Rebuscó en su gruesa parca y sacó algo envuelto en plástico.

—Miren, tengo un poco de khat. ¿Les apetece?

—Seguro —dijo Felice, tendiendo la mano hacia atrás. Peg dominó un estremecimiento. Ponerse en la boca algo que había sido impregnado por la saliva de un extraño… Aunque dijeran que el producto contenía un bactericida natural y que el riesgo de infección era menos que con un beso.

Tampoco se sentía muy inclinada a los besos.

Dijo con voz áspera:

—Mejor apresúrense. Eso que se ve ahí delante deben ser las luces del wat, al otro lado del valle. Y ya saben lo que piensan respecto a las drogas.

—¡Peg, querida! ¡Oh, Peg, qué maravilloso! Y esta debe ser Felice, ¿no? —Alta, de piel muy oscura, con una presencia que Peg siempre había envidiado porque le hubiera ayudado a librarse de los hombres inoportunos, Zena la abrazó y la apartó rápidamente del frío, haciéndola entrar a la curiosa caverna abstracta que era su casa: maravillosamente cálida con la simple radiación de unas cuantas bombillas puesto que estaba eficientemente aislada, llena de un delicioso aroma de judías y hierbas.

—¿Cómo está Rick? ¿Cómo están las chicas?

—Oh, están bien. Hace un minuto que acaban de irse a la cama. No voy a despertarlas ahora, pero van a sentirse tan encantadas cuando te vean por la mañana. Felice, querida, me alegro tanto de conocerte al fin… Decimus hablaba mucho de ti, ya sabes, y siempre lamentaba tanto que no estuvieras de acuerdo con sus ideas. —Y la besó también.

Mientras tanto, Hugh había permanecido aguardando junto a la puerta, con una expresión en su rostro que Peg calificó en cierto modo como de
hambriento
. Como si no hubiera ningún otro lugar en la tierra donde pudiera hallar un recibimiento tan efusivo.
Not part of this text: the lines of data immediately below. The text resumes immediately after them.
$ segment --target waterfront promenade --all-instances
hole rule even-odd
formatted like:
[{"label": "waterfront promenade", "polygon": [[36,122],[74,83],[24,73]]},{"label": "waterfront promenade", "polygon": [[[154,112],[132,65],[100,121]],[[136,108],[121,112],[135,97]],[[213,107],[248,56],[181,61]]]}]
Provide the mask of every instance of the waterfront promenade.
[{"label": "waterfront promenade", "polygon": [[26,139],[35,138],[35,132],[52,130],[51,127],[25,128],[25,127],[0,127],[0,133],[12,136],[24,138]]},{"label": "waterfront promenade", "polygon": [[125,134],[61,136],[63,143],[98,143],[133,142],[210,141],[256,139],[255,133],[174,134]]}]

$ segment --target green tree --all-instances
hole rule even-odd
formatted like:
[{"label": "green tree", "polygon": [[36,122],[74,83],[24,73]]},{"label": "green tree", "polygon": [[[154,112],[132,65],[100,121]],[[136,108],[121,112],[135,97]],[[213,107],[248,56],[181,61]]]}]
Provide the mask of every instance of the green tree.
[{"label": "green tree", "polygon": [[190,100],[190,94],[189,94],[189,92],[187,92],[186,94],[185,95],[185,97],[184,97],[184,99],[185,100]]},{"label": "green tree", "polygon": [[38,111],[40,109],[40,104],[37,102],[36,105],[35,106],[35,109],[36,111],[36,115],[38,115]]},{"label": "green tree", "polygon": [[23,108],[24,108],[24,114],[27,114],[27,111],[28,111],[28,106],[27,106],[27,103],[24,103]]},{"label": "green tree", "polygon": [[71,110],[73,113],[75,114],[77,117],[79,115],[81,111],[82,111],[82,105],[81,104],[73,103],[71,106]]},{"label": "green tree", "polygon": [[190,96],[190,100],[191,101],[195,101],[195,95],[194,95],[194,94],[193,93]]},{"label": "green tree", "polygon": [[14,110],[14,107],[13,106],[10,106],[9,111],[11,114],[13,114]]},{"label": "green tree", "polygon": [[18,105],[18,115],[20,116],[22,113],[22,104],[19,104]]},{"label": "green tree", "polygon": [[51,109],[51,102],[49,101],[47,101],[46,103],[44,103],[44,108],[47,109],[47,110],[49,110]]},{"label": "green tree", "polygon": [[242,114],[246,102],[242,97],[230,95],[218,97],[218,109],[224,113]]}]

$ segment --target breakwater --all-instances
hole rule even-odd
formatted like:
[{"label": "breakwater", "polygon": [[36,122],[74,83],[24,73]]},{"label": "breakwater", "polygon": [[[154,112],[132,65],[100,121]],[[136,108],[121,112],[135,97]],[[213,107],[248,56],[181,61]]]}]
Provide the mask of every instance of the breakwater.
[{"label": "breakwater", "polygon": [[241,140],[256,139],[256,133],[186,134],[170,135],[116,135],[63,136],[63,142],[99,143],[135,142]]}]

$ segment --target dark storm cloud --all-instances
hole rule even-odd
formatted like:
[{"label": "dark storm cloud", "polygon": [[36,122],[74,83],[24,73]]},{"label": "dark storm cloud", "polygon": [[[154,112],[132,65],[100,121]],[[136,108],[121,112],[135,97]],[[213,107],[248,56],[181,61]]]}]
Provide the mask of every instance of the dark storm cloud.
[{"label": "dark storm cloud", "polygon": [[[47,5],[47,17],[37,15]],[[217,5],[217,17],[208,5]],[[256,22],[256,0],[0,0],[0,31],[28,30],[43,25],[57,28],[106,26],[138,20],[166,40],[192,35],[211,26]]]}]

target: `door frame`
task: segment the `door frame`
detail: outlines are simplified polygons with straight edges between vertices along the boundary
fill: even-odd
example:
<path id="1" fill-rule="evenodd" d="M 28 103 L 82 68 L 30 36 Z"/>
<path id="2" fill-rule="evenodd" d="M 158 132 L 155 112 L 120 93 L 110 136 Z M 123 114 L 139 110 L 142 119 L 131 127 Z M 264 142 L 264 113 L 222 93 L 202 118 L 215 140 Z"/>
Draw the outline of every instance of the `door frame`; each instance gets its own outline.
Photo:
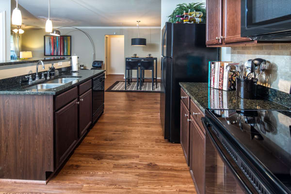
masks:
<path id="1" fill-rule="evenodd" d="M 108 35 L 105 35 L 105 78 L 106 75 L 108 75 L 108 65 L 109 65 L 109 36 Z"/>
<path id="2" fill-rule="evenodd" d="M 123 41 L 125 43 L 125 36 L 123 34 L 105 34 L 105 78 L 106 75 L 109 75 L 109 65 L 110 65 L 110 54 L 109 52 L 109 49 L 110 48 L 110 46 L 109 44 L 109 38 L 110 36 L 123 36 Z M 123 48 L 124 52 L 125 50 L 125 44 Z M 125 60 L 125 58 L 124 57 L 124 60 Z M 124 63 L 124 65 L 125 65 L 125 64 Z M 124 75 L 124 73 L 123 74 L 113 74 L 111 75 Z"/>

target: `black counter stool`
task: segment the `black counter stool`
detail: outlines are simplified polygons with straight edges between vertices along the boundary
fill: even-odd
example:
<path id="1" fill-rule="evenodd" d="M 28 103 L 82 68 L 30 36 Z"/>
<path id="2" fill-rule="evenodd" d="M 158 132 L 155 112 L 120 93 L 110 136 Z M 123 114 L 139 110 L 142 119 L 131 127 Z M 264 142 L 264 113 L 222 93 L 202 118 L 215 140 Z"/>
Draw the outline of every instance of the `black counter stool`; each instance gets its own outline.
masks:
<path id="1" fill-rule="evenodd" d="M 103 61 L 94 61 L 92 63 L 91 70 L 101 69 L 103 65 Z"/>
<path id="2" fill-rule="evenodd" d="M 142 86 L 144 85 L 145 81 L 145 70 L 152 70 L 152 90 L 154 90 L 154 80 L 155 77 L 154 76 L 154 61 L 146 61 L 142 60 L 141 61 L 140 74 L 141 79 L 140 81 L 140 89 L 142 89 Z"/>
<path id="3" fill-rule="evenodd" d="M 139 64 L 138 61 L 126 60 L 125 62 L 125 89 L 126 90 L 127 83 L 130 84 L 132 81 L 132 74 L 131 71 L 136 70 L 136 87 L 138 90 L 139 87 Z"/>

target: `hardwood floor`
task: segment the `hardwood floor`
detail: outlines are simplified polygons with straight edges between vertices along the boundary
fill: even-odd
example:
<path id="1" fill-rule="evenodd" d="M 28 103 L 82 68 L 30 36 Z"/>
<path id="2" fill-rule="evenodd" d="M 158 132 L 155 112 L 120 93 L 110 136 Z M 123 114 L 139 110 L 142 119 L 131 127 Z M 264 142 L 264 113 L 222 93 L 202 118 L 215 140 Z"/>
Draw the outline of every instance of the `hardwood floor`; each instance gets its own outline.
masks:
<path id="1" fill-rule="evenodd" d="M 108 76 L 105 90 L 121 76 Z M 47 185 L 0 183 L 2 193 L 193 194 L 180 144 L 165 140 L 158 93 L 106 92 L 104 114 Z"/>

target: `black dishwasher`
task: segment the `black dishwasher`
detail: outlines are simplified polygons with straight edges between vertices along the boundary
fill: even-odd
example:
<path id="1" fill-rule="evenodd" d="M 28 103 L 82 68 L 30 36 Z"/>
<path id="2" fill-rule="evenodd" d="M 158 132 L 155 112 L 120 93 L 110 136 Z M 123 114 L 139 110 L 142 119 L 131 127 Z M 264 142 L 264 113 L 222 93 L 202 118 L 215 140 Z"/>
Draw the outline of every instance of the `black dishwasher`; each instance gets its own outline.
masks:
<path id="1" fill-rule="evenodd" d="M 92 121 L 94 123 L 104 110 L 105 74 L 102 73 L 92 80 Z"/>

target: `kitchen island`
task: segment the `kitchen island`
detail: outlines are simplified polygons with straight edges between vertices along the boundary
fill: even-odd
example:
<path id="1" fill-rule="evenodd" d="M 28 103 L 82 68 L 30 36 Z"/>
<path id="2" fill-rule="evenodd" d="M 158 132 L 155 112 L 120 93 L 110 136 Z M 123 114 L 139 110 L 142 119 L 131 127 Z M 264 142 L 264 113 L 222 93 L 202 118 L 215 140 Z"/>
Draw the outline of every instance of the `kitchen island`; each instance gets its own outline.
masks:
<path id="1" fill-rule="evenodd" d="M 46 184 L 61 168 L 91 126 L 92 82 L 104 71 L 65 71 L 52 79 L 0 89 L 0 182 Z M 67 79 L 74 81 L 66 83 Z M 54 81 L 65 81 L 36 87 Z"/>

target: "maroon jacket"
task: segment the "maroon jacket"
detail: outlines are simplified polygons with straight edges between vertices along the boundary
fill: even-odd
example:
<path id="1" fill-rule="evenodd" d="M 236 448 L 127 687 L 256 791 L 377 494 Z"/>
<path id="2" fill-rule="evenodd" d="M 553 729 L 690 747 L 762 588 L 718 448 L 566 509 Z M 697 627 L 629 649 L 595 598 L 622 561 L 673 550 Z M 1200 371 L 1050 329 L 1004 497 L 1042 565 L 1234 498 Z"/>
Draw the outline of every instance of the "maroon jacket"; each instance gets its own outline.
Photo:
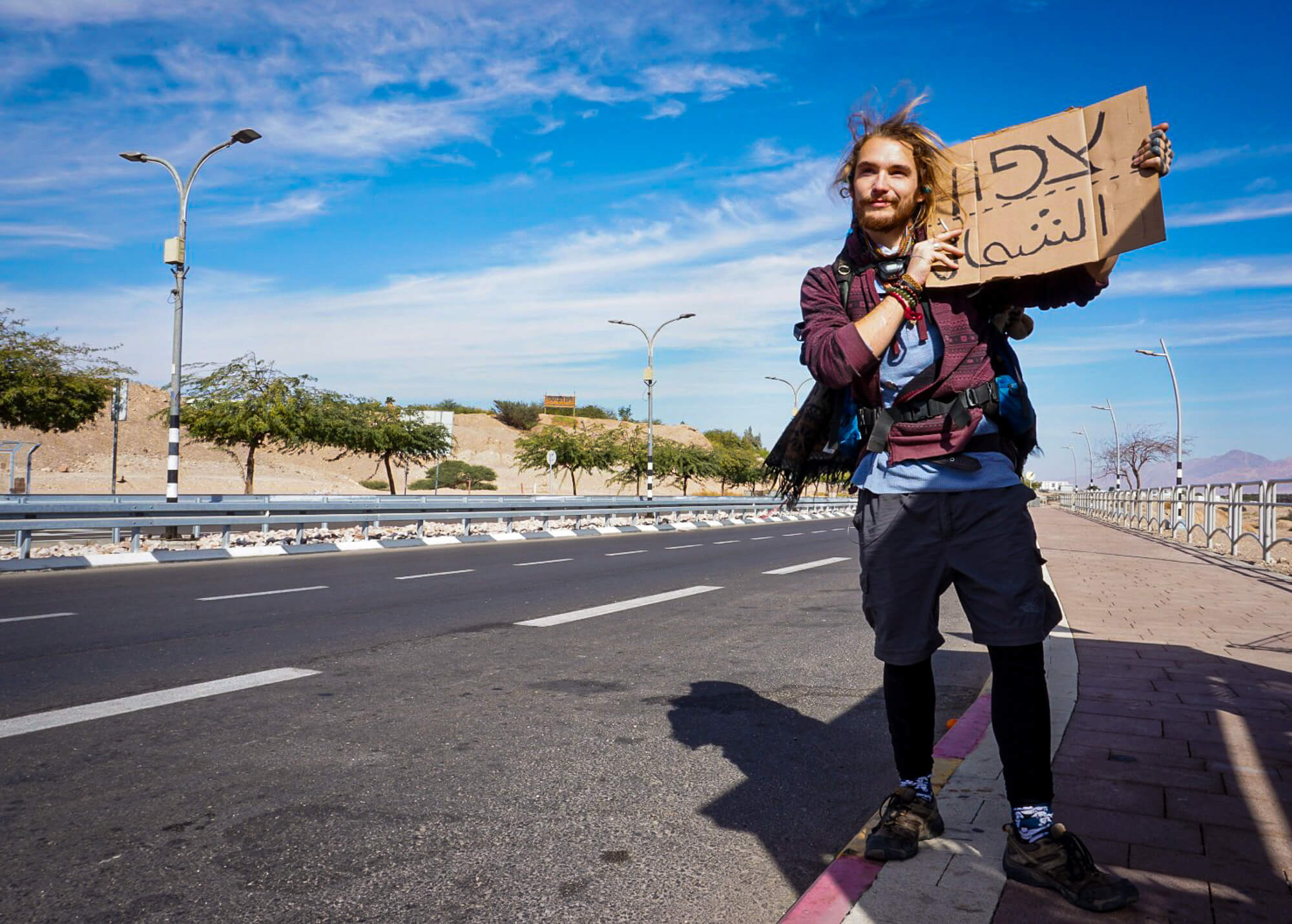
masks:
<path id="1" fill-rule="evenodd" d="M 859 234 L 849 235 L 844 246 L 844 256 L 857 267 L 867 263 L 858 241 Z M 946 401 L 956 392 L 995 378 L 997 373 L 987 348 L 991 317 L 1001 308 L 1057 308 L 1071 302 L 1085 305 L 1106 285 L 1096 283 L 1084 267 L 1074 266 L 1043 276 L 995 280 L 977 293 L 969 286 L 929 289 L 930 314 L 942 336 L 942 360 L 916 376 L 897 401 Z M 831 266 L 809 270 L 800 296 L 808 370 L 829 388 L 851 387 L 858 407 L 880 405 L 880 363 L 853 321 L 875 308 L 881 298 L 875 292 L 875 270 L 859 272 L 849 285 L 845 312 Z M 961 452 L 981 419 L 982 409 L 973 408 L 966 427 L 955 427 L 950 417 L 894 423 L 889 432 L 889 458 L 903 462 Z"/>

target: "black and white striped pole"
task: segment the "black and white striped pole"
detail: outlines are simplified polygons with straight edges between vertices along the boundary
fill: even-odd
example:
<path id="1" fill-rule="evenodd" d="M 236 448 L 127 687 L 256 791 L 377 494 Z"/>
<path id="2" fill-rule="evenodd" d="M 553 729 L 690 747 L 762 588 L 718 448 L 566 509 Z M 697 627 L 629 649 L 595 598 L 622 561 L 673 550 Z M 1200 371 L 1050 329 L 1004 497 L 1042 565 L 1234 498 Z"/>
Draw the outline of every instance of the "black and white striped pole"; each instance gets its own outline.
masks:
<path id="1" fill-rule="evenodd" d="M 667 328 L 673 321 L 680 321 L 685 317 L 695 317 L 695 312 L 687 312 L 685 315 L 678 315 L 677 317 L 669 317 L 667 321 L 655 328 L 655 333 L 647 334 L 642 328 L 638 328 L 632 321 L 610 321 L 611 324 L 623 324 L 625 328 L 637 328 L 642 332 L 642 337 L 646 338 L 646 369 L 642 370 L 642 381 L 646 383 L 646 499 L 655 499 L 655 338 L 659 332 Z"/>
<path id="2" fill-rule="evenodd" d="M 233 145 L 249 145 L 260 138 L 260 133 L 244 128 L 229 136 L 229 141 L 216 145 L 198 160 L 189 173 L 187 179 L 180 179 L 180 172 L 171 161 L 163 157 L 154 157 L 142 151 L 127 151 L 120 156 L 136 164 L 160 164 L 174 181 L 174 188 L 180 194 L 180 227 L 178 235 L 168 237 L 162 248 L 163 262 L 171 266 L 174 275 L 174 288 L 171 296 L 174 298 L 174 329 L 171 338 L 171 417 L 167 422 L 167 458 L 165 458 L 165 499 L 167 503 L 180 501 L 180 370 L 181 346 L 183 342 L 183 279 L 189 275 L 189 266 L 185 262 L 185 243 L 189 234 L 189 191 L 193 188 L 193 179 L 198 170 L 207 163 L 216 151 L 224 151 Z M 171 532 L 171 530 L 168 530 Z"/>
<path id="3" fill-rule="evenodd" d="M 1180 385 L 1176 382 L 1176 367 L 1171 361 L 1171 351 L 1167 350 L 1167 341 L 1158 338 L 1158 343 L 1162 346 L 1162 352 L 1154 350 L 1136 350 L 1137 354 L 1143 356 L 1156 356 L 1158 359 L 1167 360 L 1167 372 L 1171 373 L 1171 390 L 1176 394 L 1176 520 L 1177 523 L 1185 519 L 1185 505 L 1183 505 L 1183 485 L 1185 485 L 1185 439 L 1183 439 L 1183 414 L 1180 409 Z"/>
Hizo lo que pudo para arreglar las cosas presentándolo a los demás miembros de la comunidad del wat a medida que iban apareciendo: al corpulento Harry Molton, al barbudo Paul Prince y su encantadora esposa Sue, a Ralph Henderson que se había quedado calvo desde que lo viera por última vez, y a media docena de otros que eran nuevos. Sí, por supuesto, les brindarían hospitalidad. Eso formaba parte de las reglas. Lo convirtieron en literal trayéndoles pan y sal.